Sejak kita lahir ke dunia, kita tidak dapat memilih keluarga, agama, suku, fisik, negara, maupun nama kita. Kita telah dikotak-kotakkan sejak bayi. Kita telah diasosiasikan dalam golongan tertentu tanpa keinginan kita.
Orangtua umumnya mengajarkan kita sesuai dengan ajaran agama, suku, maupun didikan keluarga besar yang selama ini mereka ketahui itu baik. Mereka tidak dapat melepaskan diri dan menjadi mandiri tanpa seluruh atribut itu. Tidak salah, namun dengan begitu … tantangan kemanusiaan semakin nyata.
Kemanusiaan adalah persaudaraan antar seluruh makhluk di muka bumi ini. Ia tidak terikat ruang dan waktu, maupun perbedaan-perbedaan yang ada — baik signifikan maupun tidak. Ia adalah perwujudan nyata sebuah cinta kasih yang murni — lagi-lagi hanya bisa dilakukan oleh sang pencipta yang disebut Tuhan.
Tuhan menciptakan langit dan bumi serta seluruh alam semesta ini. Ia juga yang meletakkan manusia di tengah-tengah kebun raksasa untuk mengelolanya sehingga terjadi sustainability. Tuhan tidak memandang rendah ciptaan mana pun. Binatang, tumbuhan, dan gambaran-Nya ini disebut-Nya: baik.
Namun semuanya berubah sejak negara api menyerang — manusia, si perusak alam.
Kita tidak dapat pungkiri bahwa keadaan zaman now sangatlah buruk. Antar sesama manusia tidak lagi setara, apalagi alam yang terus-menerus dieksploitasi untuk diambil benefit-nya. Habis manis, sepah dibuang. Kemanusiaan yang tadinya sudah menjadi natur makhluk hidup, kini sekarat.
Tidak ada lagi persaudaraan yang melampaui negara. Semuanya serba terafiliasi. “Kamu orang mana?” dan “kamu agama apa?” menjadi narasi yang dianggap penting. “Kamu bukan orang kita,” dan “Kita tidak sama,” digemakan di setiap sudut langit.
Apakah begini tujuan awal sang pencipta membentuk kita? Untuk saling curiga bahkan membenci dengan orang lain yang berbeda dari kita? Atau untuk memaksa mereka menjadi serupa dengan kita karena menganggap kelompok kita lebih superior dan mereka rendahan?

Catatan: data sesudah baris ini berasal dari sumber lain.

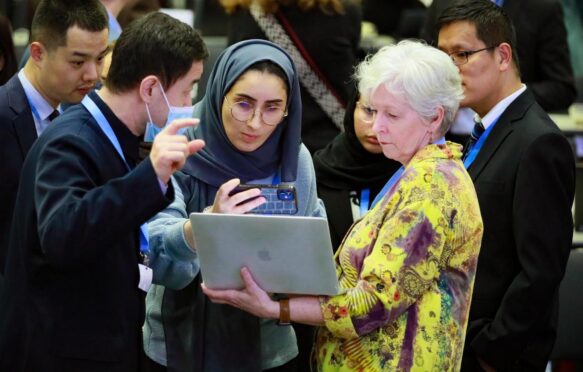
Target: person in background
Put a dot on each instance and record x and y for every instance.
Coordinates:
(75, 279)
(327, 33)
(351, 171)
(541, 49)
(250, 120)
(7, 53)
(407, 268)
(69, 42)
(114, 8)
(523, 169)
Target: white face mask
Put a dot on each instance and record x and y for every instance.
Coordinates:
(174, 112)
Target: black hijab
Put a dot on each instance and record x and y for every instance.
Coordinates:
(346, 165)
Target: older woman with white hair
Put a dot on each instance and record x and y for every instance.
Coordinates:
(407, 267)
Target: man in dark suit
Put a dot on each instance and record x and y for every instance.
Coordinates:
(75, 277)
(542, 48)
(69, 42)
(524, 173)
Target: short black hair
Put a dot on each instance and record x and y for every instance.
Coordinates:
(7, 50)
(53, 18)
(155, 44)
(493, 26)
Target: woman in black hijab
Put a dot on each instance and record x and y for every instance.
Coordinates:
(351, 171)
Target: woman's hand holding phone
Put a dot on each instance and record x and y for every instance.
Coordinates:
(238, 203)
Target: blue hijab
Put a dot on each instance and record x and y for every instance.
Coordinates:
(219, 160)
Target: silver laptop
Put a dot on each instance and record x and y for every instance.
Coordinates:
(285, 254)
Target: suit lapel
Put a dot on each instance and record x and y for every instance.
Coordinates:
(501, 131)
(23, 121)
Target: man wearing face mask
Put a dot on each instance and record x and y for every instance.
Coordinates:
(174, 113)
(77, 261)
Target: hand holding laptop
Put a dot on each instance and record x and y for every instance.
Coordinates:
(251, 299)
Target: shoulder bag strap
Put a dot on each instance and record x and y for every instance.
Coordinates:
(314, 83)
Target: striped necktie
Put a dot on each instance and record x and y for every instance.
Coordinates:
(53, 115)
(474, 136)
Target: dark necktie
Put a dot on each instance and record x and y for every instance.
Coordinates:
(53, 115)
(474, 136)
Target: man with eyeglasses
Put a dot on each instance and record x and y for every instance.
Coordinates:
(524, 173)
(545, 64)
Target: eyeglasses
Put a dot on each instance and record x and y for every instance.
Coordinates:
(365, 113)
(461, 58)
(244, 111)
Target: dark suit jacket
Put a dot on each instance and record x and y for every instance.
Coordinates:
(542, 49)
(71, 299)
(17, 134)
(525, 181)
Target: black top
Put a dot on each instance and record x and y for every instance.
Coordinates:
(71, 298)
(345, 166)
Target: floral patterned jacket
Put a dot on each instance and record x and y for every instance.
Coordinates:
(407, 269)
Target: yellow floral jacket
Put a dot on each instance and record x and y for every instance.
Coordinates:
(407, 269)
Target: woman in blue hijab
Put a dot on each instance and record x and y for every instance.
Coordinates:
(250, 119)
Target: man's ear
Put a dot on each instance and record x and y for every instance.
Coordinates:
(505, 56)
(37, 51)
(147, 87)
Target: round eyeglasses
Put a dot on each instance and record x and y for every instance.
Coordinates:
(365, 113)
(462, 57)
(244, 111)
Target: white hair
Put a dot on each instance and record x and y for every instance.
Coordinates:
(423, 75)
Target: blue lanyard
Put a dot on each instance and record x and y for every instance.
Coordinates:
(396, 176)
(108, 131)
(478, 145)
(364, 201)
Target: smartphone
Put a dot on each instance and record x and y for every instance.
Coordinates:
(281, 199)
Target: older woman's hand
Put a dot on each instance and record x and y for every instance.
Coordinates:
(252, 298)
(235, 203)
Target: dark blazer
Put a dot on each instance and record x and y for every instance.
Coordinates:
(525, 181)
(17, 134)
(71, 299)
(543, 52)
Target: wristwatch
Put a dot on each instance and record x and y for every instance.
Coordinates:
(284, 315)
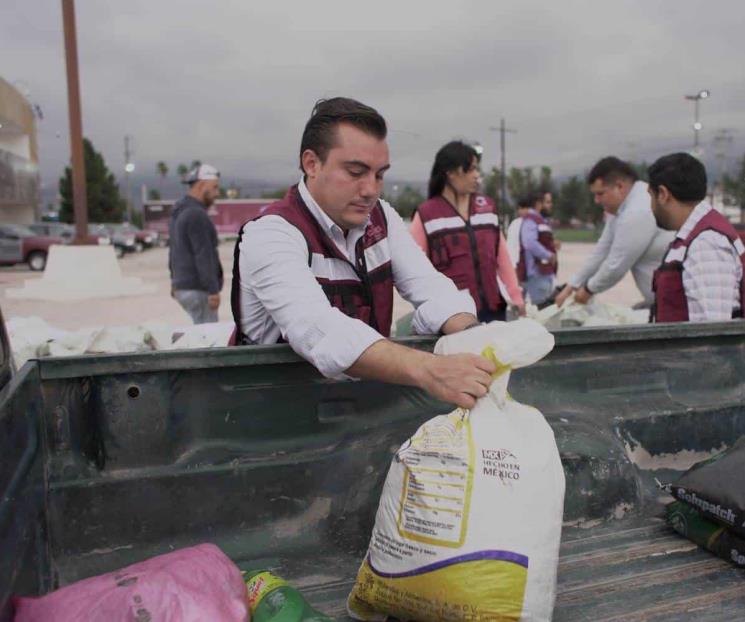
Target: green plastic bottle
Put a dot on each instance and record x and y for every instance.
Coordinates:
(271, 599)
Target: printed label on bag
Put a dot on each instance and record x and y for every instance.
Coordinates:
(437, 485)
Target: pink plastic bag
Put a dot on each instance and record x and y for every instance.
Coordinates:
(197, 584)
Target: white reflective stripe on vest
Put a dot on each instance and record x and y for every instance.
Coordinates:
(485, 219)
(332, 269)
(438, 224)
(377, 255)
(675, 254)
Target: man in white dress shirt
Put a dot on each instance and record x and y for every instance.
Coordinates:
(701, 276)
(631, 240)
(317, 268)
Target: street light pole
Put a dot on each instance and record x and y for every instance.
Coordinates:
(503, 131)
(128, 168)
(697, 126)
(80, 204)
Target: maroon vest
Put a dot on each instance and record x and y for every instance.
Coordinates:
(545, 239)
(671, 303)
(363, 290)
(465, 251)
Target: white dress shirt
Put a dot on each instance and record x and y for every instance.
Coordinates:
(712, 272)
(280, 295)
(513, 240)
(631, 240)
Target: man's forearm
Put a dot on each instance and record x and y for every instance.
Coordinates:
(459, 322)
(456, 378)
(390, 362)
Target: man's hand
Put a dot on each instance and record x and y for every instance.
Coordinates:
(582, 296)
(563, 295)
(456, 378)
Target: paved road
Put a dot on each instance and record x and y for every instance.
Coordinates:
(151, 266)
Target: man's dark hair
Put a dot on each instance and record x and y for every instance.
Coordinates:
(610, 170)
(456, 154)
(682, 174)
(319, 134)
(528, 199)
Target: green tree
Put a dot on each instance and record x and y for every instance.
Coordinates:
(734, 188)
(406, 201)
(545, 182)
(162, 171)
(105, 204)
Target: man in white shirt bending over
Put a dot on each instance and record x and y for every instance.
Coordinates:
(317, 269)
(631, 240)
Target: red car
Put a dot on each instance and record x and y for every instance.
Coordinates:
(18, 244)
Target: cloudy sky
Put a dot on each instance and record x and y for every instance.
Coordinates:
(232, 82)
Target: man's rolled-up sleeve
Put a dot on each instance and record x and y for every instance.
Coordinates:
(434, 296)
(274, 265)
(634, 232)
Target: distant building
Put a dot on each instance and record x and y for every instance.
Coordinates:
(19, 159)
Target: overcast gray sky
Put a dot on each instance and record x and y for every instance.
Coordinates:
(232, 82)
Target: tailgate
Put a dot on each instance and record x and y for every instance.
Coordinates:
(627, 571)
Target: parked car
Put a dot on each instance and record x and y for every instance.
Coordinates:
(19, 244)
(143, 239)
(67, 232)
(740, 228)
(123, 242)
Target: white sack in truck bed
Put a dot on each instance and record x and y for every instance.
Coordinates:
(469, 522)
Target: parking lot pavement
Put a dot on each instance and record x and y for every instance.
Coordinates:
(152, 267)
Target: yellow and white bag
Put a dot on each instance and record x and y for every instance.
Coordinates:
(469, 522)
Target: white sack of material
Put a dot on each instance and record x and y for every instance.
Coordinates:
(469, 521)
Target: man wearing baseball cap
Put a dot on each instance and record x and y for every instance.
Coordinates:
(196, 273)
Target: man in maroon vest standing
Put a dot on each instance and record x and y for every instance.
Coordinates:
(701, 276)
(538, 262)
(317, 268)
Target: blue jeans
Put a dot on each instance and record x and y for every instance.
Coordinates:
(539, 287)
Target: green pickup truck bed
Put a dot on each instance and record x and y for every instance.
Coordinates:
(111, 459)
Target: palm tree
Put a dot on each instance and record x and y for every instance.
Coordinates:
(182, 170)
(162, 171)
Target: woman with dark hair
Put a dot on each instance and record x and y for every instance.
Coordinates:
(459, 231)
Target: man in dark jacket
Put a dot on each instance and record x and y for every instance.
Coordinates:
(196, 273)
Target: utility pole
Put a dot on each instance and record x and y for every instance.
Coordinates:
(503, 131)
(128, 168)
(80, 205)
(697, 125)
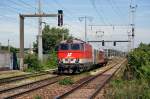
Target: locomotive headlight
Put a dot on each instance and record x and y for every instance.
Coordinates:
(77, 60)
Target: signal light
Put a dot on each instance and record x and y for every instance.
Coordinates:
(103, 43)
(60, 17)
(114, 43)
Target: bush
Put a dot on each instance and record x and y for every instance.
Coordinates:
(33, 63)
(139, 61)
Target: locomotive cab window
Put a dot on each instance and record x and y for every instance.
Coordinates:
(64, 46)
(75, 46)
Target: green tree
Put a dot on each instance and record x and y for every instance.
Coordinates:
(139, 61)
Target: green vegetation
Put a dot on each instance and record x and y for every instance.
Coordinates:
(136, 82)
(66, 81)
(37, 97)
(51, 37)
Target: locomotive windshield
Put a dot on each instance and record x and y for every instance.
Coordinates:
(75, 46)
(64, 46)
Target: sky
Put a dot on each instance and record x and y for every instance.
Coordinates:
(113, 16)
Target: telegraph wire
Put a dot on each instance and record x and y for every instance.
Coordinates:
(101, 16)
(114, 8)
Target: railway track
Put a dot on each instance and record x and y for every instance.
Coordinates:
(11, 93)
(20, 77)
(90, 87)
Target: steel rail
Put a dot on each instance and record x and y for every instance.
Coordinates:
(20, 77)
(35, 88)
(80, 85)
(19, 86)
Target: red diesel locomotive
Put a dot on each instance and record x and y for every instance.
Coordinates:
(76, 56)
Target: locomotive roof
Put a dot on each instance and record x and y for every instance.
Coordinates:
(72, 41)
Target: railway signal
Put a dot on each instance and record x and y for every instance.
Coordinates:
(103, 43)
(114, 43)
(60, 17)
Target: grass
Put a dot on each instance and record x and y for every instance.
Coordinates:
(37, 97)
(133, 89)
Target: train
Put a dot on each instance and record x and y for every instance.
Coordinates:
(75, 56)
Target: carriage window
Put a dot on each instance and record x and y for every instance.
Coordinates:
(75, 46)
(64, 47)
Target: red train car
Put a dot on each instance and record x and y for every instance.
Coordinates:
(76, 56)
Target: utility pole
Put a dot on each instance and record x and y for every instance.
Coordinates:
(85, 23)
(40, 44)
(132, 24)
(8, 46)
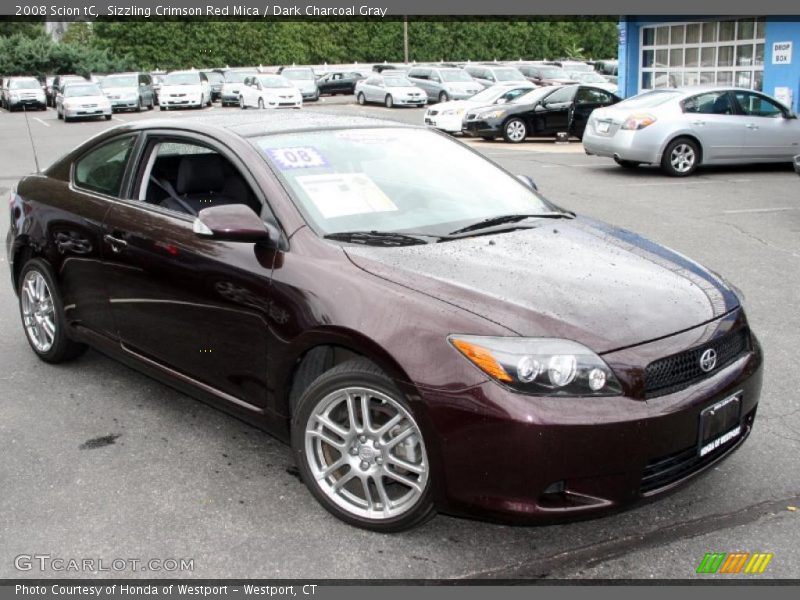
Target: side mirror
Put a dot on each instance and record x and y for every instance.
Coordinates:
(529, 182)
(231, 223)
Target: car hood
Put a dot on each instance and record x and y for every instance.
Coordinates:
(579, 279)
(405, 90)
(182, 89)
(120, 91)
(85, 99)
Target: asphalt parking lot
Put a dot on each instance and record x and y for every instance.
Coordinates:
(164, 476)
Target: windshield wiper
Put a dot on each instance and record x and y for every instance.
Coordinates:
(380, 238)
(503, 219)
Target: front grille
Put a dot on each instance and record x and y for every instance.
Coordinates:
(670, 374)
(666, 470)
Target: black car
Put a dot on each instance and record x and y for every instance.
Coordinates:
(339, 82)
(542, 111)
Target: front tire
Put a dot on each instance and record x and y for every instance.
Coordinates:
(360, 450)
(42, 312)
(515, 131)
(681, 158)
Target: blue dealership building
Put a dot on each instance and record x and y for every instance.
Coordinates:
(761, 53)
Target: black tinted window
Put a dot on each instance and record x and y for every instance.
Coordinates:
(102, 169)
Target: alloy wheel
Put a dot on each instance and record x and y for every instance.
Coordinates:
(38, 312)
(366, 453)
(516, 131)
(682, 158)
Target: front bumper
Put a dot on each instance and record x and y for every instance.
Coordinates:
(127, 104)
(449, 123)
(74, 113)
(181, 102)
(518, 458)
(26, 102)
(481, 129)
(422, 101)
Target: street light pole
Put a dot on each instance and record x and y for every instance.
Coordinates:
(405, 39)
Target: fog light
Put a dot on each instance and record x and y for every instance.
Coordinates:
(528, 369)
(562, 369)
(597, 379)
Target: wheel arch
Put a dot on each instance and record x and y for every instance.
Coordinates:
(320, 350)
(683, 135)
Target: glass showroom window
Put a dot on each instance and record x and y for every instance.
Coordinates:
(727, 52)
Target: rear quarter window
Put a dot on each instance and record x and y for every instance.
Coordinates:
(102, 169)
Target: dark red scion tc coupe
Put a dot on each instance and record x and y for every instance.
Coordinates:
(425, 329)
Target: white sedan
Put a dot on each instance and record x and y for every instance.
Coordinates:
(269, 91)
(390, 88)
(448, 116)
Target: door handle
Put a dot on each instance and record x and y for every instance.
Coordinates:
(116, 244)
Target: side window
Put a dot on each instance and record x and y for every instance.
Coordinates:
(757, 106)
(101, 170)
(710, 103)
(187, 177)
(563, 94)
(592, 96)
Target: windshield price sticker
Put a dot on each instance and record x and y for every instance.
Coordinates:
(303, 157)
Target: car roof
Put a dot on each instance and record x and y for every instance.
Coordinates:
(250, 124)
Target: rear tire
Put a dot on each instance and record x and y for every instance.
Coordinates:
(42, 312)
(515, 131)
(387, 485)
(681, 157)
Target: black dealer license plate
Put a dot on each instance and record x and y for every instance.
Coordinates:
(720, 423)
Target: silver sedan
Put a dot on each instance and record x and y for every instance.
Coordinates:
(680, 129)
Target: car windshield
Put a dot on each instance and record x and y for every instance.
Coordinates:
(650, 99)
(534, 95)
(393, 179)
(586, 77)
(119, 81)
(182, 79)
(582, 67)
(238, 76)
(397, 81)
(298, 74)
(455, 75)
(274, 81)
(77, 90)
(490, 94)
(508, 74)
(24, 84)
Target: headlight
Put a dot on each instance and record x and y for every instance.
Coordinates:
(638, 122)
(540, 366)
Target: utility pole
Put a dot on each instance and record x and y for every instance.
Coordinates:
(405, 39)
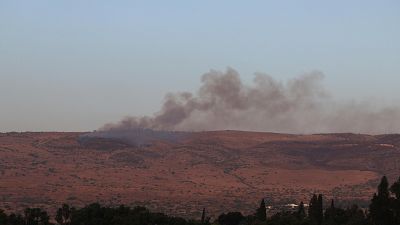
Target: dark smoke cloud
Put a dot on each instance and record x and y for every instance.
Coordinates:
(300, 105)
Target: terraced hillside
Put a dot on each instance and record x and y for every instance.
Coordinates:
(219, 170)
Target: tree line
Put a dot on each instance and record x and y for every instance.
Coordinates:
(384, 209)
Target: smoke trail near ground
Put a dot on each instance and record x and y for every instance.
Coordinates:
(300, 105)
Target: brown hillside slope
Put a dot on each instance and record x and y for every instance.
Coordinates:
(220, 170)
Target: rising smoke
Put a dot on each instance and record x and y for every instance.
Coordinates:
(300, 105)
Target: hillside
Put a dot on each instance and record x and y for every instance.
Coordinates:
(219, 170)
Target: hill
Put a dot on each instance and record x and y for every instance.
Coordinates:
(219, 170)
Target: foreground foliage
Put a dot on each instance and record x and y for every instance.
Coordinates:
(383, 210)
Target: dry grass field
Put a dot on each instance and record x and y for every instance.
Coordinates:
(219, 170)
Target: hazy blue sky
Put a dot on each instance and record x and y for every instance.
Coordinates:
(75, 65)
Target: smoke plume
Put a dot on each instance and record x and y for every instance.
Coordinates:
(300, 105)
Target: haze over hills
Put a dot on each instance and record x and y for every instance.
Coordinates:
(219, 170)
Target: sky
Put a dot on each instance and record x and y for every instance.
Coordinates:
(75, 65)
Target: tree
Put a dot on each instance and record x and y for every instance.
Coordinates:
(380, 207)
(261, 213)
(3, 217)
(301, 213)
(63, 215)
(231, 218)
(36, 216)
(315, 210)
(319, 210)
(395, 189)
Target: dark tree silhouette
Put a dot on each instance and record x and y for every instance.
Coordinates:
(301, 213)
(380, 210)
(261, 213)
(63, 215)
(319, 210)
(395, 189)
(231, 218)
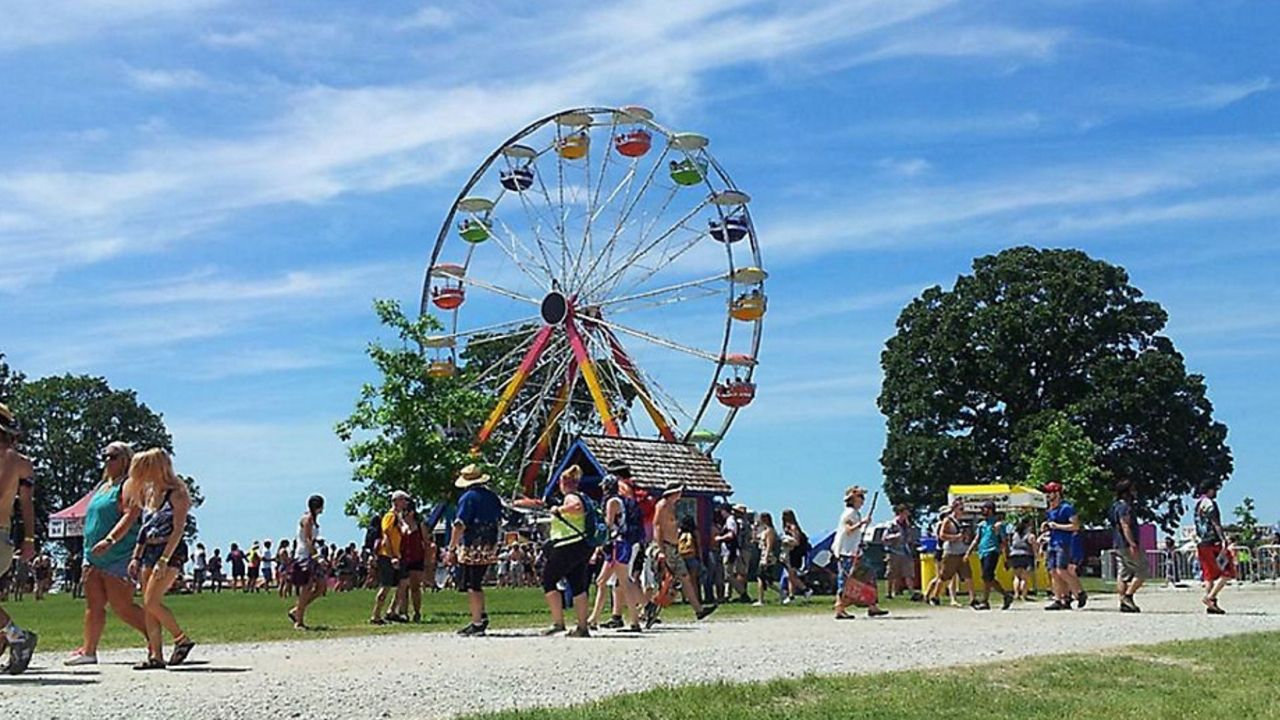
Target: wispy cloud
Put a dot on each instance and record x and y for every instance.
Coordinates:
(1139, 186)
(328, 140)
(160, 80)
(208, 287)
(1214, 96)
(45, 22)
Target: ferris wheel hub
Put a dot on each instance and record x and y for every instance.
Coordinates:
(554, 308)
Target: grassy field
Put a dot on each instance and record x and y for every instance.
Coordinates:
(1221, 678)
(232, 616)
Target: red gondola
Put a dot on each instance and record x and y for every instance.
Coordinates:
(735, 392)
(634, 144)
(448, 297)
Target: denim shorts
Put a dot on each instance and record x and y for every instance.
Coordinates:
(1057, 557)
(119, 569)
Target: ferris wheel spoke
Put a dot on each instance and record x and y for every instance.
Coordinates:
(502, 364)
(626, 214)
(531, 319)
(622, 363)
(700, 282)
(535, 220)
(641, 250)
(659, 341)
(499, 290)
(662, 264)
(510, 251)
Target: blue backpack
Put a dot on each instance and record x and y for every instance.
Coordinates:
(595, 533)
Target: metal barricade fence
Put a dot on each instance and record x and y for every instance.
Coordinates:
(1253, 565)
(1175, 566)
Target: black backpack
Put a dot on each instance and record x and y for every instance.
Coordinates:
(374, 532)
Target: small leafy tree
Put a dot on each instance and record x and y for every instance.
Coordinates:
(1247, 522)
(68, 420)
(410, 431)
(1065, 455)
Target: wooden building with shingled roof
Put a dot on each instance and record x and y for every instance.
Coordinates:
(654, 463)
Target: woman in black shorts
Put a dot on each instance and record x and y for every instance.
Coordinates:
(567, 554)
(160, 554)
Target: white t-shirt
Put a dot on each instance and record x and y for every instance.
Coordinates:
(848, 542)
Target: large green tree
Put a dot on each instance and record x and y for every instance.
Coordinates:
(67, 420)
(408, 431)
(976, 374)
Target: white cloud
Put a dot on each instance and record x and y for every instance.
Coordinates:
(1216, 96)
(159, 80)
(429, 17)
(45, 22)
(1142, 186)
(968, 41)
(205, 287)
(327, 140)
(904, 167)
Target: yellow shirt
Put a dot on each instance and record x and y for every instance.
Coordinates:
(389, 547)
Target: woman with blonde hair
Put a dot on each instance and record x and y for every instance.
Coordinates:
(110, 533)
(160, 554)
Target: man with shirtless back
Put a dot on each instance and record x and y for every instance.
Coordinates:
(666, 538)
(16, 481)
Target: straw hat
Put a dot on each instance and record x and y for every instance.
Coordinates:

Saat aku menulis ini semua, lagu We are The World tergaung dalam hatiku. Lagu yang indah dengan pesan yang kuat. Diciptakan oleh maestro dunia yang terkenal dengan hati kuatnya bagi kemanusiaan. Berikut salah satu liriknya yang menggugah:
We can’t go on
Pretending day by day
That someone, somewhere will soon make a change
We are all a part of God’s great big family
And the truth, you know, love is all we need
Meskipun dunia saat ini terasa dipenuhi dengan perpecahan dan ketidakadilan, maukah kita berbagian dalam perubahan kecil yang ada? Kemanusiaan adalah cahaya yang selalu bisa dinyalakan, bahkan di tengah kegelapan. Setiap kali kita memilih untuk merangkul dan memahami, kita telah menyalakan satu titik cahaya yang bisa menjadi inspirasi — minimal bagi diri kita sendiri agar terus semangat.
Kemanusiaan bukanlah sekadar kata-kata indah yang kita ucapkan, melainkan tindakan nyata yang harus kita wujudkan setiap hari. Mulailah dari hal kecil: tersenyum pada orang asing, membantu tetangga, atau mengurangi penggunaan plastik. Kita semua adalah keluarga — orang Asia, Amerika, Eropa, Afrika, Australia, dan Antartika.
Kita mungkin tidak bisa mengubah seluruh dunia dalam semalam, tapi kita bisa memulainya dari diri sendiri. Karena cinta sangatlah kuat, ia dapat memulihkan segala sesuatu. Cinta sangat nyata, ia adalah tali yang tidak dapat putus. Dan seperti yang Michael Jackson ajarkan melalui lagunya, We Are The World, kita semua adalah bagian dari keluarga besar yang sama. Mari kita jadikan dunia ini tempat yang lebih baik, dimulai dari jiwa rapuh kita yang dapat menguat — percayalah.